10m students are competing for just 3m places at the country's universities
While Irish students start their second week of state exams today, China’s infamous Gaokao continues to make headlines. Pity those easily distracted, as the examiners deployed drones across exam centres to keep an eye out for cheaters.
Pupils taking the high-pressure, all-stakes exam have been known to indulge in risky cheating for years, with several schemes uncovered throughout the exam’s history.
While the government is reluctant to release figures of those actually caught cheating, the near espionage-level means by which they try are widely circulated as a warning to others who might be tempted.
In the past few years, a student was discovered with a special pair of glasses enabled with a camera, by which he was sending black-and-white stills of the exam to an outside source.
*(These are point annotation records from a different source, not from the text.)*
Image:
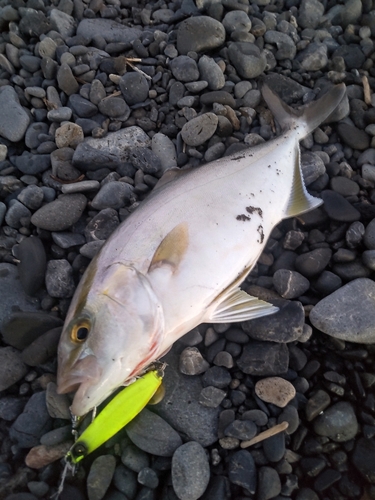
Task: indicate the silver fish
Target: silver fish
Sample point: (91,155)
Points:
(180,258)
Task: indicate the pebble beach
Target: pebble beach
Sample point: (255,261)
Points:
(99,99)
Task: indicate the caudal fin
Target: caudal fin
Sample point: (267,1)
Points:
(304,120)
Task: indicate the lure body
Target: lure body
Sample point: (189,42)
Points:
(119,412)
(178,260)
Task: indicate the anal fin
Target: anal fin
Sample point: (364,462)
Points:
(240,306)
(300,200)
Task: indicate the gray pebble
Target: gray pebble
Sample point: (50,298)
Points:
(134,458)
(60,114)
(111,31)
(199,34)
(348,313)
(247,59)
(211,397)
(134,88)
(184,69)
(338,422)
(66,81)
(12,368)
(33,164)
(61,213)
(32,197)
(59,279)
(42,348)
(198,130)
(11,407)
(192,362)
(17,215)
(290,284)
(32,265)
(125,481)
(211,73)
(165,150)
(100,476)
(264,358)
(33,422)
(148,477)
(12,294)
(190,471)
(112,195)
(269,485)
(152,434)
(13,118)
(242,470)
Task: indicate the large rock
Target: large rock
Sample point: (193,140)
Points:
(348,313)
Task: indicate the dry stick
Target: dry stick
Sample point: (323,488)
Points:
(366,90)
(265,434)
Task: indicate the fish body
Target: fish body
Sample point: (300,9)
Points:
(179,259)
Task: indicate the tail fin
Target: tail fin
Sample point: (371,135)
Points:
(305,119)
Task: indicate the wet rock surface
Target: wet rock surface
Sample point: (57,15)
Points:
(98,99)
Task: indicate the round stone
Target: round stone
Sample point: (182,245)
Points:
(275,390)
(338,422)
(198,130)
(190,471)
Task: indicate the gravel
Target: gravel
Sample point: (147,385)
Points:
(97,101)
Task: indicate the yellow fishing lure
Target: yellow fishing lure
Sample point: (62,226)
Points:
(119,412)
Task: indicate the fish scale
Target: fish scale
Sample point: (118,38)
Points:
(179,259)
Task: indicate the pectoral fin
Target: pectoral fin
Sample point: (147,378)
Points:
(172,248)
(239,306)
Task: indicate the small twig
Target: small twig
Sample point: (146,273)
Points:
(265,434)
(366,90)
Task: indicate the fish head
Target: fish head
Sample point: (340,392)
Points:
(113,329)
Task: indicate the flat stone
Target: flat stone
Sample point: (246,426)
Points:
(199,34)
(348,313)
(12,294)
(13,118)
(153,434)
(12,368)
(111,31)
(338,422)
(100,476)
(22,327)
(110,151)
(42,348)
(61,213)
(180,406)
(198,130)
(190,471)
(264,358)
(275,390)
(33,422)
(41,455)
(242,470)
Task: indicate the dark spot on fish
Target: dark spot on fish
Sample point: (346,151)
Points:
(243,217)
(257,210)
(261,233)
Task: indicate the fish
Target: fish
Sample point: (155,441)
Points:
(179,259)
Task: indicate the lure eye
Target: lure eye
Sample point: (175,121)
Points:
(80,332)
(78,450)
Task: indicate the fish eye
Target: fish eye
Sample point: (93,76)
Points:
(80,331)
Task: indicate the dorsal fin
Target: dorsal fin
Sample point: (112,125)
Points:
(300,200)
(172,248)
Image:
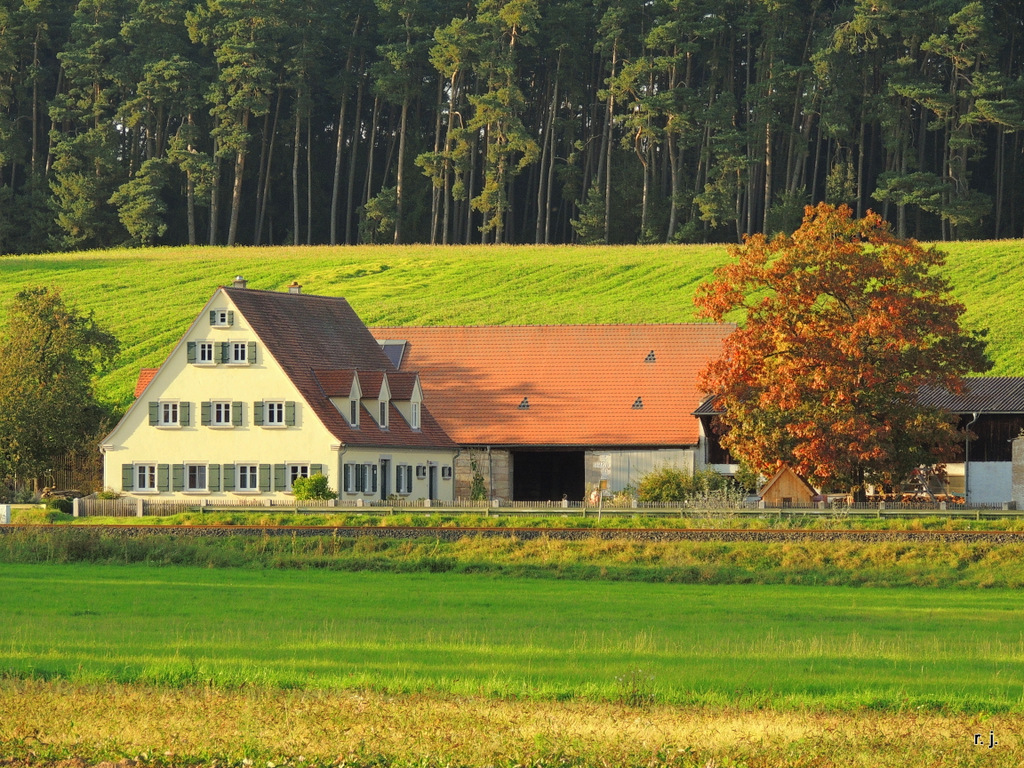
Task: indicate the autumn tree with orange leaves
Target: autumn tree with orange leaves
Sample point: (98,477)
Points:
(839,326)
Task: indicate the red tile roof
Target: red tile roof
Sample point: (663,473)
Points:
(562,385)
(306,334)
(144,377)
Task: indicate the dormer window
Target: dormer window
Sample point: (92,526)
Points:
(221,317)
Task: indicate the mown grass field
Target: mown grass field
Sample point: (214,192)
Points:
(148,297)
(777,645)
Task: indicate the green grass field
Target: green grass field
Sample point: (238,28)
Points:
(148,297)
(464,635)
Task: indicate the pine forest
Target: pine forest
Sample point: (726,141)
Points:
(254,122)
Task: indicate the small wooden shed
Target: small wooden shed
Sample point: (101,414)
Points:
(786,488)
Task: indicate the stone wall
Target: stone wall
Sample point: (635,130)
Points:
(494,466)
(1017,472)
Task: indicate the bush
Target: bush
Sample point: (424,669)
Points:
(674,484)
(312,488)
(61,505)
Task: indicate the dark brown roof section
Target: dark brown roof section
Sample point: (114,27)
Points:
(144,377)
(336,383)
(306,334)
(989,394)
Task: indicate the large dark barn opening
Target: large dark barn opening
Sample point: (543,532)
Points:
(548,475)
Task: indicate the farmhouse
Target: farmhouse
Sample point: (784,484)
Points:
(552,412)
(265,387)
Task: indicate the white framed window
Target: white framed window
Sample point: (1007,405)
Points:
(196,477)
(221,317)
(273,414)
(403,478)
(220,413)
(247,477)
(169,415)
(296,471)
(145,477)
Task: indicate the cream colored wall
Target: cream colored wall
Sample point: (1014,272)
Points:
(135,440)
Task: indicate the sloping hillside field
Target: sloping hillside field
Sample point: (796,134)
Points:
(148,297)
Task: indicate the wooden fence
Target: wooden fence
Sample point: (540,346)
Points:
(142,507)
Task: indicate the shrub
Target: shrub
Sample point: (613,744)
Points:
(674,484)
(60,505)
(312,488)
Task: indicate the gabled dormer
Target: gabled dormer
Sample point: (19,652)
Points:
(345,392)
(407,394)
(376,395)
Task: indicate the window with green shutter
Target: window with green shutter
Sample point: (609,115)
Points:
(227,477)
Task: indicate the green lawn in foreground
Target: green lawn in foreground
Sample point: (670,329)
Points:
(465,634)
(147,297)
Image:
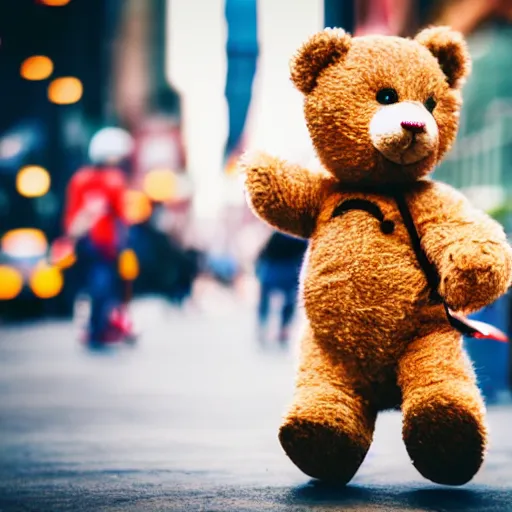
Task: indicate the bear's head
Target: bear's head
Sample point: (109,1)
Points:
(381,109)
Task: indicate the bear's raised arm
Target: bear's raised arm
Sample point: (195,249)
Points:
(286,196)
(468,248)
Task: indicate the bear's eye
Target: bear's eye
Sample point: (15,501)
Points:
(387,96)
(430,104)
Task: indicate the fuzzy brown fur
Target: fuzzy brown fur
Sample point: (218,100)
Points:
(375,339)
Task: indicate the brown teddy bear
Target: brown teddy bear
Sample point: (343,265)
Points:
(390,253)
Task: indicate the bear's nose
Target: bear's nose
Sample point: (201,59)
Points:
(413,126)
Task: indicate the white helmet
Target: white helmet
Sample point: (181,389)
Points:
(110,145)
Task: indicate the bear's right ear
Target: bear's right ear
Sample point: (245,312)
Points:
(319,52)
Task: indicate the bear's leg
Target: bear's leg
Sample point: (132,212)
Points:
(444,416)
(328,428)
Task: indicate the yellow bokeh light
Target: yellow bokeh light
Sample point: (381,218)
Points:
(11,283)
(128,265)
(33,181)
(24,243)
(65,90)
(160,185)
(46,281)
(55,3)
(38,67)
(137,207)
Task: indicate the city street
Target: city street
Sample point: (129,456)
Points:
(186,420)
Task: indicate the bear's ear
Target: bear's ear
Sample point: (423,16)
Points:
(319,52)
(450,49)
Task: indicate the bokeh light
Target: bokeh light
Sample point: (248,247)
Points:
(160,185)
(37,67)
(55,3)
(46,281)
(63,253)
(110,144)
(137,207)
(24,243)
(33,181)
(11,282)
(128,265)
(65,90)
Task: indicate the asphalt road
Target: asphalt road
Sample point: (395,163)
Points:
(187,421)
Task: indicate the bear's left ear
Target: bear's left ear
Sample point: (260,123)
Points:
(450,49)
(319,52)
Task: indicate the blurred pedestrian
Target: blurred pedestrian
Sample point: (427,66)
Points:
(94,219)
(278,269)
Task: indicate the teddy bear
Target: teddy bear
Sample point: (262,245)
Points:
(390,252)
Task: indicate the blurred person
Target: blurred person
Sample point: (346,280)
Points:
(94,220)
(384,17)
(278,269)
Water bottles fitted with tiny cameras and wallets with radio receivers sewn into clothes are routinely discovered, while once in Sichuan province, as many as 40 students were caught using a smart pen to send back test questions, with answers relayed to their ear pieces.
A Chinese police officer showcases some of the cheating devices discovered in 2016 [ChinaNews]
This year, the Chinese examiners made great efforts to weed out anyone trying to cheat on the exam, which – like the Leaving Cert – is the only part of a student’s education that counts towards university matriculation.
Students assembling at the massive test centres were asked to walk through metal detectors, while biometric fingerprint and face recognition technology was used to ensure that those taking the exam were actually who they claimed to be. Mobile phone signal-blocking was used, as well as camera-fitted drones zooming above the students, seeking out any sign of cheating.
Gaokao is notoriously brutal, with school leavers assessed in Mandarin/Cantonese, maths, English, and another subject of their own choosing. As of 2016, new laws were introduced forbidding cheaters from having the chance to repeat the exam for several years, while anyone caught facilitating cheating can face up to seven years in jail.
The pressure on the students is intense; in 2017, roughly 10m school pupils sat the exam to battle it out for one of the 3m spaces in China’s 2,200 universities. As the majority of China’s top-tier third-level facilities are in Beijing, the capital also reserves places for local students, making the competition for these spots less intense. Additionally, a leg up of extra points is awarded to members of China’s 55 ethnic minorities.
Without a good Gaokao result, most students will most likely see a future of low-paying factory work. After decades of the country’s one-child policy and with an ageing population, the cultural assumption that children will support their parents – and increasingly grandparents – into old age means cheating may seem like the only path to financial security.